Kerry Washington Is Glamour Magazine’s May Cover Girl!

Scandal star, Kerry Washington is rocking Valentino on the newest cover of Glamour magazine which hits newsstands on April 11th.

Now, I think we can all agree that Kerry is beyond beautiful and there is just something about her that makes you want to be in her presence. During last week’s Paley Fest where the entire cast of Scandal was celebrating it’s upcoming 100th episode, each cast member literally gushed about how amazing Kerry is. Not just as an actress, but as a friend, a mother, and a role model! It honestly made me love this woman even more.

In the new issue of Glamour, check out what Kerry said about attending the Women’s March, her character Olivia Pope handling race and much more…

On how much longer she wants to do Scandal: “It’s not really up to me. It’s up to Shonda [Rhimes, Scandal’s creator] and to the network. Shonda has said from the beginning that she kind of knows how it ends. So I’m trusting her to guide the arc. It’s also important for me to do other work—and playing Olivia gave me the opportunity to become a producer. The charge of my production company, Simpson Street, is to tell stories that are about people, places, and situations that may not always be considered by the mainstream. Inclusivity is not about, you know, creating a world where straight white men have no voice; it’s about creating a world where we all have a voice. So I’m excited to start that new journey, as a producer.”

On how Scandal handles race: “In the first season it was as if Olivia Pope was raceless. There was no denying that Olivia was a black woman, because I’m a black woman, playing her in badass white trench coats that call to attention the fact that I’m not looking like anybody else on television. But we didn’t talk about her identity as a black person. [Since then] the writers have become more and more willing to deal with race. When Olivia was kidnapped, it was not lost on me that the fictional president of the United States was willing to go to war to save one black woman at a time when hundreds of black women were missing in Nigeria and we were begging the world to pay attention. Shonda was saying, ‘The life of a black woman matters.’ With her dad—he is trying to instill in her this generational learning about what it means to be a person of color in the United States. And Olivia is at odds with balancing the truth of his understanding with her ability to achieve things he was never able to.”

On how this time in history has changed her as an artist: “I’m not sure how it’s changing me yet. That idea of holding each other’s hands at the Women’s March—it feels like we are being invited to do that every day. So many of us are feeling attacked, whether it’s a woman’s right to choose or headstones in a Jewish cemetery, immigrants being deported or banned.

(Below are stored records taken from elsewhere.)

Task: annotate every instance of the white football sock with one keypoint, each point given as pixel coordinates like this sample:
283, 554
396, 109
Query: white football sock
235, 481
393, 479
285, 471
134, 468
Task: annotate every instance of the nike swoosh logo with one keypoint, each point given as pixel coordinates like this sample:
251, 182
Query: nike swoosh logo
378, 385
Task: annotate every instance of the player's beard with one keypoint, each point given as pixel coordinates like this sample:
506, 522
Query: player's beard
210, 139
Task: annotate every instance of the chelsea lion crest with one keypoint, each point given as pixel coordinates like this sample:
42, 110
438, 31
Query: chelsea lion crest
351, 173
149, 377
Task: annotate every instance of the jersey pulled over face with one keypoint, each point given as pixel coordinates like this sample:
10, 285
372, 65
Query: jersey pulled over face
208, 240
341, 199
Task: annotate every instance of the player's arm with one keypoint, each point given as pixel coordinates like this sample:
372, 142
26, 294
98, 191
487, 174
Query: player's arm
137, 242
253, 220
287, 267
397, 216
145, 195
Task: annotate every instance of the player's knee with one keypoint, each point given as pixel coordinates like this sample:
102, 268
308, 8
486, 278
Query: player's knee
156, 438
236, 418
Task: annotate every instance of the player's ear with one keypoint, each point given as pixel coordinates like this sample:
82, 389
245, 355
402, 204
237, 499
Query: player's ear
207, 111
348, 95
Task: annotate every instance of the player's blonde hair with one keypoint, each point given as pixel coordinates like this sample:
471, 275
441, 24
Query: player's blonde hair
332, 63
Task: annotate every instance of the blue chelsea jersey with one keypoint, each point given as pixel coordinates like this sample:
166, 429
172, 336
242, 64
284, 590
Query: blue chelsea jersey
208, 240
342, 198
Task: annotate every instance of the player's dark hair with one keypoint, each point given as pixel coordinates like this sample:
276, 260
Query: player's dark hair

So many of us feel the need to protect and defend our democracy. And march toward the dream of being ‘We the people.’ So that’s exciting, scary, and frustrating. We’re awake. We are awake more than ever before, and we have to stay awake.… Can I say one more thing? For democracy to work, everybody has to have a voice. It’s not about demonizing other voices. It’s important that there be real conversations across the aisle. There are people on the opposite end of the political spectrum who think that I’m part of a left-wing propaganda machine. It makes me sad that people would think that, because I believe for democracy to work, there has to be diversity of thought.”